09 Files

question Questions

How to import data from files

How to export data made by an analysis into a file

objectives Objectives

Understand the difference between the alternative ways of reading in files.

Exploit these different ways of reading in files for specific purposes.

Open & close files appropriately.

Incorporate writing lines into loops and combine with conditions.
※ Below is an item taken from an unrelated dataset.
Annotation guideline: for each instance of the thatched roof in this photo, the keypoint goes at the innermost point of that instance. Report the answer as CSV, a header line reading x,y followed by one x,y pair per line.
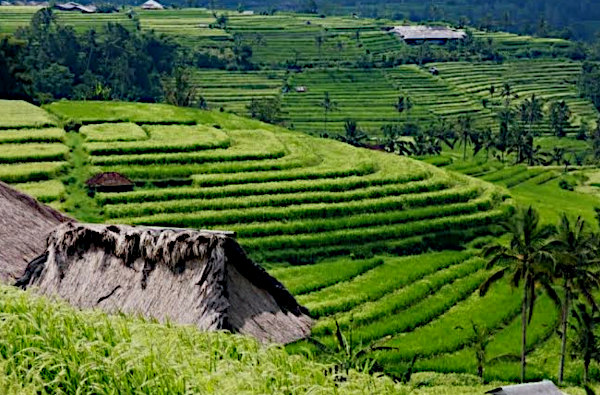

time Time estimation: 30 minutes

9.1 Introduction

More often than not the data you need for your program will come from somewhere else - either from user input or a file. Especially for more complex data, it becomes essential to be able to read in data files, do something with the data, and write out a new file with modified information or a set of analysis results.

9.2 Reading files

To read in a file you have to create a file handle. This is a sort of connection to the file that you can use to pull data from it. You create a connection to a file by using the open() function. Whenever you’re done using the file, it’s good practice to close the file handle.

# Open the file
fileHandle = open("data/readfile.txt")  
# Close the file
fileHandle.close()
# Nothing happened...

All this does, is creating this connection, the file has not been read. In order to read in a file, there are a couple of possibilities:

readline() - read the first line of the file as one string.
readlines() - read all of the lines in the file. Each line is one string. The lines are combined as a list of lines (strings).
read() - read the whole file as one string. Each method has its advantage. E.g. if you’re searching for the presence of a word or string in a file, given that the file is not too big, you can use read. If you want to process an enormously big file and from each line you need to extract, process and save the information, than it’s better to read line by line with readline within a for-loop. Try to understand the difference of these methods while you go through this section.
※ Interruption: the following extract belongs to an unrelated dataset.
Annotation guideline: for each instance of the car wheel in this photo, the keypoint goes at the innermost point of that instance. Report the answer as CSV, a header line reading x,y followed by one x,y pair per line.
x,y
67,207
Given the file readfile.txt in a folder named data:

This is the first line.
Here is a second one. 
And there is also a third line. 

Using read: Note that the three different lines are read in one long string. This is how the read function works.

fileHandle = open("data/readfile.txt")  
fileHandle.read()

fileHandle.close()

Using readline: Readline reads in the following line. It starts with the first one. When you call the method again, it will print the second line. It’s important to understand this as you can exploit this method in a for-loop to access each line separately.

fileHandle = open("data/readfile.txt")   
fileHandle.readline()

fileHandle.readline()

fileHandle.close()

Using readlines: Instead of reading the lines of a file one by one, you can also do it in one go. As explained above, each line is one string and all of the lines/strings are stored in a list.
```
fileHandle = open("data/readfile.txt")   
fileHandle.readlines()
```

fileHandle.close()

Knowing this we can move on to more complex examples. First make sure to find the PDB file TestFile.PDB in your data folder or download this fake PDB coordinate file for a 5 residue peptide and save it in the data directory.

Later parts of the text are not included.